The departure of Sir Stephen Tumim from St Edmund Hall (THES, June 19) is being used to launch a number of half-truths and misrepresentations. The fact is that Oxford's and Cambridge's continued international pre-eminence is - to a large part - down to their distinctive collegiate system.
Let me deal with three key points: Oxford colleges are certainly self-perpetuating and proud of it. But they are more often accused of having too much democracy rather than being "oligarchical"; with decisions arrived at carefully, through consensus. It is fatuous to suggest that they are "impossible to govern", as they clearly have delivered, and continue to deliver, outstanding results.

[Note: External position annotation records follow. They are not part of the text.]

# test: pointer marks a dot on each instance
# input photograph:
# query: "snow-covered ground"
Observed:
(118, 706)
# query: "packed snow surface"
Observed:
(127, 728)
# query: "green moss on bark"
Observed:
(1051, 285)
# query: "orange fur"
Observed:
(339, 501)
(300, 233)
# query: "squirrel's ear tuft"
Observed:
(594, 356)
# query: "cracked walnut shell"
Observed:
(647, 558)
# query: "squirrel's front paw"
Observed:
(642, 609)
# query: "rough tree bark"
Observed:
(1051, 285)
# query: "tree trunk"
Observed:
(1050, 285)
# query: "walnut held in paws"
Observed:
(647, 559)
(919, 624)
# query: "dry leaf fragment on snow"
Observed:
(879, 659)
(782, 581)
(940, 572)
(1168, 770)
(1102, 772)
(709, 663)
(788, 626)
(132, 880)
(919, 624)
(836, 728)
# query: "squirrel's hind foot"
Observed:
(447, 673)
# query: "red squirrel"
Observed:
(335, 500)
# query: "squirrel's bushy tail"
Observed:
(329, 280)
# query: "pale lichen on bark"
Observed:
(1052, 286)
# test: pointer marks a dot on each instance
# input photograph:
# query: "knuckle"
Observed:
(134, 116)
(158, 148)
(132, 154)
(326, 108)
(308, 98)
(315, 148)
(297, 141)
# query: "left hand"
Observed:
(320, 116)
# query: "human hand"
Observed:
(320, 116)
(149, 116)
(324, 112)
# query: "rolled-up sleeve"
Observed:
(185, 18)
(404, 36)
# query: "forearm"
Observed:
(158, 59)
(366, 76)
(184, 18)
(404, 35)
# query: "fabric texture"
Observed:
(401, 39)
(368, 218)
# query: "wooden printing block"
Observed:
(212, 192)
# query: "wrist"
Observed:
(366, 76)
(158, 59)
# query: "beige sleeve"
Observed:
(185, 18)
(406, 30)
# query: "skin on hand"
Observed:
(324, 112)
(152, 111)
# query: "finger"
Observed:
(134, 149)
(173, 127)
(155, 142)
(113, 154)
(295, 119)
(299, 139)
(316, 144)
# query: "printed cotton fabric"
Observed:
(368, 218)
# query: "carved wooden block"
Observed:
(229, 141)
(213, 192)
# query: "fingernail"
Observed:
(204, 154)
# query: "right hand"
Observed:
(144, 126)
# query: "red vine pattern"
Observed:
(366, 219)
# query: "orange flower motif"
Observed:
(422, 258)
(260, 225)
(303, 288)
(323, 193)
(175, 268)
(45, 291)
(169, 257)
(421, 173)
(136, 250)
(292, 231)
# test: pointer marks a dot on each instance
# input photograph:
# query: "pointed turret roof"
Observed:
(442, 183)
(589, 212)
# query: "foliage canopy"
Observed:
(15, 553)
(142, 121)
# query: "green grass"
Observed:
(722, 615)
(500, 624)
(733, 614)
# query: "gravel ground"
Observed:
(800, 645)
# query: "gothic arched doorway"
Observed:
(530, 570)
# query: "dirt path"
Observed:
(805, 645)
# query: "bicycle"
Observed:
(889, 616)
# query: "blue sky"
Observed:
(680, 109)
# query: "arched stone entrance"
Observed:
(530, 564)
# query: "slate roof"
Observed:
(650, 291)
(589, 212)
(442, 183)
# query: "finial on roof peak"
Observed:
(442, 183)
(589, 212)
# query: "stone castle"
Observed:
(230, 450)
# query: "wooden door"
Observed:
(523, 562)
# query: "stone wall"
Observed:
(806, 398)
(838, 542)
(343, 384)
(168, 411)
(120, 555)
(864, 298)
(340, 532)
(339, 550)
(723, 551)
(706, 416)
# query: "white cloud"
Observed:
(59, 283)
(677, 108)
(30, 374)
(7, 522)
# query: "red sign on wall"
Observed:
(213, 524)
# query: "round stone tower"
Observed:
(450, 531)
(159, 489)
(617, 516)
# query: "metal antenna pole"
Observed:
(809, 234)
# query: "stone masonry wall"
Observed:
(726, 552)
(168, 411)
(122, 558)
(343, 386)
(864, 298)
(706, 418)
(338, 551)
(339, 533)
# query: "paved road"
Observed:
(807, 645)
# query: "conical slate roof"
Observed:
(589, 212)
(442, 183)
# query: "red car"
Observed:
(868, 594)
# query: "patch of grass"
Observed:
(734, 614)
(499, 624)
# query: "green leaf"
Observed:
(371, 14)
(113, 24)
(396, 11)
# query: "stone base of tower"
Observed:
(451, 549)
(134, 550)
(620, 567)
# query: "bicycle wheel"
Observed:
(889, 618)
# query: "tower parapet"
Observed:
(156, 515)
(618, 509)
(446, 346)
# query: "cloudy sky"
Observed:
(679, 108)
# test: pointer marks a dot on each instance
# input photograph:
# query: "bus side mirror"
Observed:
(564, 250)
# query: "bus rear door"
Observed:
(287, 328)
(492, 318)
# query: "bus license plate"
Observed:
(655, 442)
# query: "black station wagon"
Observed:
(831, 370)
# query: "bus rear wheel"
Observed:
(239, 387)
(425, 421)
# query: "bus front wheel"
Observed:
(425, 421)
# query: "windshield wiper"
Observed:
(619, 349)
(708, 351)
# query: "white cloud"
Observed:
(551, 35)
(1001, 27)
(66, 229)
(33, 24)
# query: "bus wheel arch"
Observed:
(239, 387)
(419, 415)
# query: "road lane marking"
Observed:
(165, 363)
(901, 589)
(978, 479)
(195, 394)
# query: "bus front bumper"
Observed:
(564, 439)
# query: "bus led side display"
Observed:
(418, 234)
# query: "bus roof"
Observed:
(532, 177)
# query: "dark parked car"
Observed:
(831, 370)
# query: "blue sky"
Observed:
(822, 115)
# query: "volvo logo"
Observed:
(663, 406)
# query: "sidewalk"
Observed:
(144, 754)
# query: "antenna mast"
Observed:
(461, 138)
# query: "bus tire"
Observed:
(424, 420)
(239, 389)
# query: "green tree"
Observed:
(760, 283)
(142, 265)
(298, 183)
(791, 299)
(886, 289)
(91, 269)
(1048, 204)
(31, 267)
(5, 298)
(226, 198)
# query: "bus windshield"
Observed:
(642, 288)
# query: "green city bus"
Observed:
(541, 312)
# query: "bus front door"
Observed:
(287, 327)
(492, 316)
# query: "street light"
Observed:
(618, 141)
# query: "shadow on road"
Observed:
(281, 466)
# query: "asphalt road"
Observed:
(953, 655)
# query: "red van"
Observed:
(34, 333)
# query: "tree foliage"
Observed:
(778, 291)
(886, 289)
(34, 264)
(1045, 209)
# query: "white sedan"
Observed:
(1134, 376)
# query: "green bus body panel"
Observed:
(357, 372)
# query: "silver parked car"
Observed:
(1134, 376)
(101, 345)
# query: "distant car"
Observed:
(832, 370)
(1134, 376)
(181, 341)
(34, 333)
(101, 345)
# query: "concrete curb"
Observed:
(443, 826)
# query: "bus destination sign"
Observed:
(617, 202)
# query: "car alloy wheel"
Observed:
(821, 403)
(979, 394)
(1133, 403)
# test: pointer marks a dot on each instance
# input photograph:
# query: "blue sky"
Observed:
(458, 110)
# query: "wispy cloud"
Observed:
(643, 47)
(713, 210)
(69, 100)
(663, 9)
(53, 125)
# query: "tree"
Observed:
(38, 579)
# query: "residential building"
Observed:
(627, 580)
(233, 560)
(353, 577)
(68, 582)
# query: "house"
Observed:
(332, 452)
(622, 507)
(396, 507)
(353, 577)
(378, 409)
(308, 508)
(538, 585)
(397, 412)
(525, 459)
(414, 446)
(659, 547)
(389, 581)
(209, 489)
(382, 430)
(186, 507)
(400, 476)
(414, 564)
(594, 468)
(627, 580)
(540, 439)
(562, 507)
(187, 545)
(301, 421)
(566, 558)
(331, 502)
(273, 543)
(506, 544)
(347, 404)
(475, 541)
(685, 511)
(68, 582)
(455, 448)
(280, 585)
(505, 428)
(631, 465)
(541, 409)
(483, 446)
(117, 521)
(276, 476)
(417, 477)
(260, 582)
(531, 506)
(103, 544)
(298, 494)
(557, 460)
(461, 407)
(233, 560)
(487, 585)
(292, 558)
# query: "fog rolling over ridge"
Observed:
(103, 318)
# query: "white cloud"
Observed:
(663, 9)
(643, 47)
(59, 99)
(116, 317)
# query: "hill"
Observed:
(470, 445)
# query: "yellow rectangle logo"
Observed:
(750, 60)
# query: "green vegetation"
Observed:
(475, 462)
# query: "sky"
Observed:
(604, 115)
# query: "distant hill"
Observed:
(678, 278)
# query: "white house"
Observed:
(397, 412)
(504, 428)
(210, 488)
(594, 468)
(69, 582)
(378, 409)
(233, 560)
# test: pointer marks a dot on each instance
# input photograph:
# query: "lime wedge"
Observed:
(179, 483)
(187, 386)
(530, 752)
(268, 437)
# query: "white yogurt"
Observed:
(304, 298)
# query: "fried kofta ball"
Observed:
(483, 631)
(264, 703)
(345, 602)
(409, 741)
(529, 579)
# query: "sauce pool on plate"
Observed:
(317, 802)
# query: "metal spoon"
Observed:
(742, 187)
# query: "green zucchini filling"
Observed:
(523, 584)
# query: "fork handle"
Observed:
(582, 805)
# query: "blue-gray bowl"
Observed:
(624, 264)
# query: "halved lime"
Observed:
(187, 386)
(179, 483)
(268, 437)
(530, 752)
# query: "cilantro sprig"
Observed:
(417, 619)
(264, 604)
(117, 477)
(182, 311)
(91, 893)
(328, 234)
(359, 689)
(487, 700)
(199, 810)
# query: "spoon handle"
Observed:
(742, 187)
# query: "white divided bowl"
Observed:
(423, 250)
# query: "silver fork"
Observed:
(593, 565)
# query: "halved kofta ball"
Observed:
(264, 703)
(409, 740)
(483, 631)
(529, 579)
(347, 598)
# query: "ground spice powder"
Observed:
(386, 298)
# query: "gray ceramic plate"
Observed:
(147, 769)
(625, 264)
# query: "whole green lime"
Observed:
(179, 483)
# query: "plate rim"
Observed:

Second, they have made, and continue to make, enormous efforts on "access" (here taken as the admissions breakdown between state and public school sectors), as has been documented in your pages. The colleges have recently abolished the special entrance examination; they interview, often twice, almost all United Kingdom entrants; students regularly visit state schools; and the university's summer school for state school pupils has doubled up to include 120 students this year. This is very far from "a shameful record", as the secretary of state has accepted.
Finally, comparing the Oxbridge collegiate system to relations between the IRA and Sinn Fein is offensive as well as otiose. The model is, in fact, more like that of the United States, with the university as federal government, colleges as independent states, and dons having two entirely compatible, though distinct, allegiances, to a "local" institution, and also to a department or faculty.